The aggregate effects of climate change mitigation on global GDP (excluding damages from climate change and adaptation costs) are small compared to global projected GDP growth. Even without accounting for non-economic benefits or the co-benefits of mitigation, the global benefits of limiting warming to 2°C exceed the cost of mitigation as assessed by the IPCC. Limiting global warming to 1.5°C instead of 2°C would increase the costs of mitigation, but also increase the benefits in terms of reduced impacts and related risks and reduced adaptation needs. The cumulative scientific evidence is unequivocal: climate change is a threat to human well-being and planetary health. Any further delay in global action on adaptation and mitigation will endanger a sustainable future for all.

Actions that prioritize equity, climate justice, social justice, and inclusion lead to more sustainable outcomes and co-benefits, and advance climate-resilient development. Equity, inclusion, and just transitions are key to progress on adaptation and accelerated mitigation. Eradicating poverty and providing opportunities for decent living in low-income countries in the context of achieving sustainable development objectives are possible without significant global emissions growth.

 

[1] IPCC Climate Change 2023: Synthesis Report, Summary for Policymakers, A.2.1.

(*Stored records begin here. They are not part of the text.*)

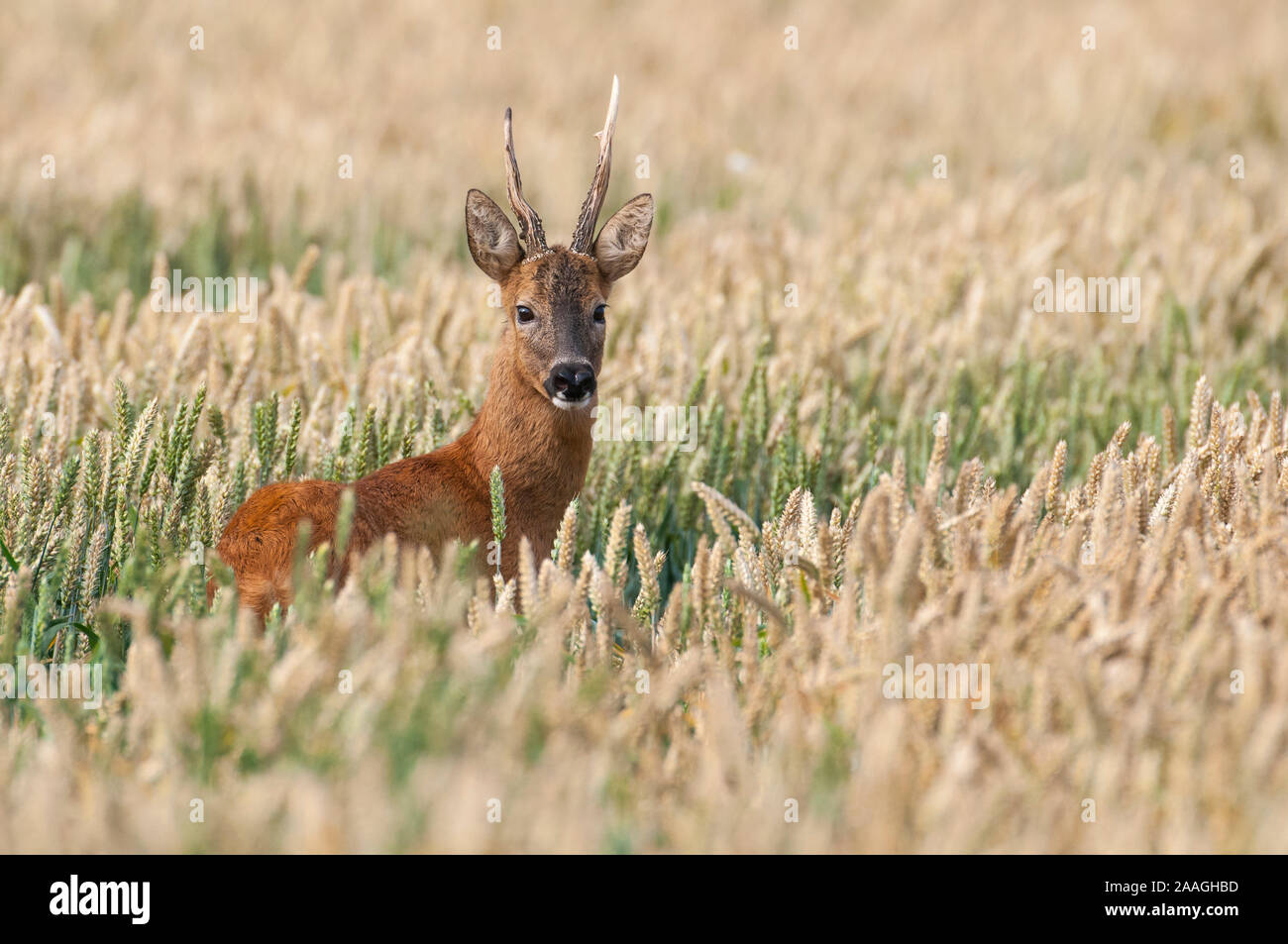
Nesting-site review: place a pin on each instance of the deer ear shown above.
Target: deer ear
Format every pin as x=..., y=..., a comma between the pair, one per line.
x=622, y=240
x=490, y=236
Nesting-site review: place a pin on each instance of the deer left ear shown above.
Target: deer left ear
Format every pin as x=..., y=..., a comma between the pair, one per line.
x=490, y=237
x=622, y=240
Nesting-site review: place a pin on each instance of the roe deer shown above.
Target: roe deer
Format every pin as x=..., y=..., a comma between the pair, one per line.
x=535, y=423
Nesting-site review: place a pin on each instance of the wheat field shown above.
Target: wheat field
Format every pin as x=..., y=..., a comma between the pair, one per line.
x=896, y=455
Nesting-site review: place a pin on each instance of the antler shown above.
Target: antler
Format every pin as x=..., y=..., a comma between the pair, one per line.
x=529, y=224
x=585, y=231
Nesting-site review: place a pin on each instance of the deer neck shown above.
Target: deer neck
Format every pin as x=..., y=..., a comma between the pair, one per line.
x=542, y=451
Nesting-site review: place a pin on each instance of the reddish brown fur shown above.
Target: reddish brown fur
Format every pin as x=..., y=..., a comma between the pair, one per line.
x=542, y=452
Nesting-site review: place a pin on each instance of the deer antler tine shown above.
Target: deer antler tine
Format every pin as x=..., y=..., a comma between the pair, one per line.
x=529, y=224
x=585, y=231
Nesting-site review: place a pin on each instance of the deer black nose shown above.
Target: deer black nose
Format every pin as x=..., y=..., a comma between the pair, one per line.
x=571, y=380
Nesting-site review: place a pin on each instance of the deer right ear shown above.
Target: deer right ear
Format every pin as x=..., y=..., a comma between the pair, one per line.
x=490, y=236
x=622, y=240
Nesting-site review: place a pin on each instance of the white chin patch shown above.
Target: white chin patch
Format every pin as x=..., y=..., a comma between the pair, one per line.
x=563, y=403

[2] IPCC Climate Change 2022: Mitigation of Climate Change, Summary for Policymakers, B2.4.

[3] For every 1000 GtCO2 emitted by human activity, global mean temperature rises by 0.27°C-0.63°C (best estimate of 0.45°C). This relationship implies that there is a finite carbon budget that cannot be exceeded in order to limit warming to any given level.

[4] IPCC Climate Change 2023: Synthesis Report, p. 87.